The stag do is an anachronism – a grotesque parody of masculinity taken to its terrible extremes. But there are exceptions. A stag party in Michigan recently was crashed by a stray dog and her seven pups, who were malnourished and filthy. The men brought them in, fed them and washed them. They spent their beer money on puppy food and ended up adopting the pups. The group now meet up at weekends so the pups can still see each other – all considerably more positive omens for the stag’s married life than the wretched creature who slumps home with little more to show for his weekend than a skin-based parasite and a heart full of shame.

 

The report into stags has shown that men no longer want this tedious horrorshow – perhaps it is time to finally call it a day on the seedier aspects of it and embrace a new version of masculinity that celebrates the best parts of being a man – unless that most male trait of all, stubbornness, gets in the way.

 

Popular stag destinations:

Prague

A beautiful city with a seedy underbelly, it seems forever on the brink of becoming a scene from Hostel.
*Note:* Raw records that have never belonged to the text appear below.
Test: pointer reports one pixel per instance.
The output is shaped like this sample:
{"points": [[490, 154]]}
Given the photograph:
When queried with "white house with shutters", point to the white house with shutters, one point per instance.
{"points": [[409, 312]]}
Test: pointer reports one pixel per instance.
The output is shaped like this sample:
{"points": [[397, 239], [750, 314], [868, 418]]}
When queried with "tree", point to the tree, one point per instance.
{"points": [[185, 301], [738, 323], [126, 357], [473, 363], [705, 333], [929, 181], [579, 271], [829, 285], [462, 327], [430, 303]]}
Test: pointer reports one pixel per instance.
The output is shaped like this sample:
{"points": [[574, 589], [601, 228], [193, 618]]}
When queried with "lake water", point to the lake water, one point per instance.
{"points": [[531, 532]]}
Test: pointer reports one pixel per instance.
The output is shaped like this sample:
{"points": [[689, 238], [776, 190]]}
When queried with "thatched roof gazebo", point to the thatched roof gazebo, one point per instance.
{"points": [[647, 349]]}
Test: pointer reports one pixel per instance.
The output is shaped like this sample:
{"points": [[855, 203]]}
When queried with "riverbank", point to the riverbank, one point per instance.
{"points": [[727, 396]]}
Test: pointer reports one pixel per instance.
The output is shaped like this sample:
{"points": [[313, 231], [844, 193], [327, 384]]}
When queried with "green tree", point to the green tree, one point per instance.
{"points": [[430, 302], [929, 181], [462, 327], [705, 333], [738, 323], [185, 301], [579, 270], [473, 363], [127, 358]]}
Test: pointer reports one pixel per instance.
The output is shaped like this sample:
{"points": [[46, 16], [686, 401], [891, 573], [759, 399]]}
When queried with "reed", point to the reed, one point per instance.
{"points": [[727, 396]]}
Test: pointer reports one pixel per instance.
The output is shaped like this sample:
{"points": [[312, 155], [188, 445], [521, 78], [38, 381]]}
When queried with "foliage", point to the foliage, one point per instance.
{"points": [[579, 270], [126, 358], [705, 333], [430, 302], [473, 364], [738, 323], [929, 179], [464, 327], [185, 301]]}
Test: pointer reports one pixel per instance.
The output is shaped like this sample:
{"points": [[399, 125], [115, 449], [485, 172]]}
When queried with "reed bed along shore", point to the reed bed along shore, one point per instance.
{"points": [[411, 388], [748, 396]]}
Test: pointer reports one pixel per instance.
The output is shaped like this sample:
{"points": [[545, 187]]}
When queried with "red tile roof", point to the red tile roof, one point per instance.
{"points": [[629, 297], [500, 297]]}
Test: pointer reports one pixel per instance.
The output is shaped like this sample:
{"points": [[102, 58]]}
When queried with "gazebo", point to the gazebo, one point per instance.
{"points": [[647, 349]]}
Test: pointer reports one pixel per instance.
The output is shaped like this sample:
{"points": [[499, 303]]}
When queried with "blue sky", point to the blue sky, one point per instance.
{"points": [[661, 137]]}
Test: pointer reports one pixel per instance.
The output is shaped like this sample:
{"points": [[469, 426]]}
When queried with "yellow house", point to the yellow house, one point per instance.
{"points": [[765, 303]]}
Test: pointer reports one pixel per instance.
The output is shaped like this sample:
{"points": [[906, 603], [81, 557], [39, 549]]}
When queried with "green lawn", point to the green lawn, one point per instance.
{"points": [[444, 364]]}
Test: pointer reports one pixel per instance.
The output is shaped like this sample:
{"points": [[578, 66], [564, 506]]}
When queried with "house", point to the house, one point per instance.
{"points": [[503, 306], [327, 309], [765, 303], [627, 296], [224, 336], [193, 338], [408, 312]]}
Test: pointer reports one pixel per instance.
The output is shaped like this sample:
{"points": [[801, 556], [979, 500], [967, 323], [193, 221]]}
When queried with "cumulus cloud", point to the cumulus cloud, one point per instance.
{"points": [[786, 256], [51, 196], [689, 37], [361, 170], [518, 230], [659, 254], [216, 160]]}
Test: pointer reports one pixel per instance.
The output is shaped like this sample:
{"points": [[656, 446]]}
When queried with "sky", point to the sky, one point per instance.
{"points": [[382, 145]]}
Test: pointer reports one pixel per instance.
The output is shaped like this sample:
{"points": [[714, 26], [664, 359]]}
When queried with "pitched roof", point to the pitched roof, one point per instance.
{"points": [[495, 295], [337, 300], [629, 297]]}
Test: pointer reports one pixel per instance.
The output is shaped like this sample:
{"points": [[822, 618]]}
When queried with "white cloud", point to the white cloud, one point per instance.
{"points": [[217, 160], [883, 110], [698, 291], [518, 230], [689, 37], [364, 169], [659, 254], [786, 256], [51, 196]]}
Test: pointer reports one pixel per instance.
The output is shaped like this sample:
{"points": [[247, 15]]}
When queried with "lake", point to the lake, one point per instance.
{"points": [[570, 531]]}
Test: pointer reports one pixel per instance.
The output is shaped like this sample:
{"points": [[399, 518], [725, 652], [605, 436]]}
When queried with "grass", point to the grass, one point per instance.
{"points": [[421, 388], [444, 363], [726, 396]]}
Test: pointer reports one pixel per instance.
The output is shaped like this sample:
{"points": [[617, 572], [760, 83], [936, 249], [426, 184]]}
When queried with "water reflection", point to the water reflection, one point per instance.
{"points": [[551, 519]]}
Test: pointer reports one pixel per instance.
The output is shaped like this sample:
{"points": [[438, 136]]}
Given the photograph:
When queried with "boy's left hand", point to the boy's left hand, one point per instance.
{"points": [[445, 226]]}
Apart from the usual pits of depravity, there are also several gun ranges where you can go to drunkenly fire an AK47. Huzzah!

Vegas

The other end of the economic scale from Prague, Vegas (baby!) is imprinted on our minds as a stag destination thanks to The Hangover. It offers more prestige than Prague, but ultimately is a similar experience, albeit with a 12 hour flight home to think about what you’ve done.

Budapest

Even more guns than Vegas and Prague combined, and cheaper than both. Worth going there alone for the hilarious patter you can have by ordering the local liqueur Unicum.

Dublin

Expensive, and often more terrifying than a poorly lit Czech backstreet, your flights to eastern Europe probably cost less than a pint in Temple Bar. Avoid.

 

Alternative ideas:

Foraging classes

When the US sends nukes flying like maybugs and Ireland turns into a scene from The Road, who is going to provide for your loved ones? You, that’s who. Learn how to feed your family through foraging – see www.wicklowwildfoods.com.

The Camino

Technically a pilgrimage, it also allows the atheists among us pause to reflect on the beauty of the Spanish countryside, whilst also stopping at several taverns along the way. Or you could just walk to Knock with a bag of cans.

The Wild Atlantic Way

The key to a good marriage is to never take things for granted. With that in mind, fall back in love with Ireland by driving, cycling, or rambling along the stunning west coast. There are companies offering all manner of activities along the way, but Rachel Nolan of Rachel’s Irish Adventures offers tutored trail running, cycling and – most importantly – whiskey tasting events for the more civilised stag.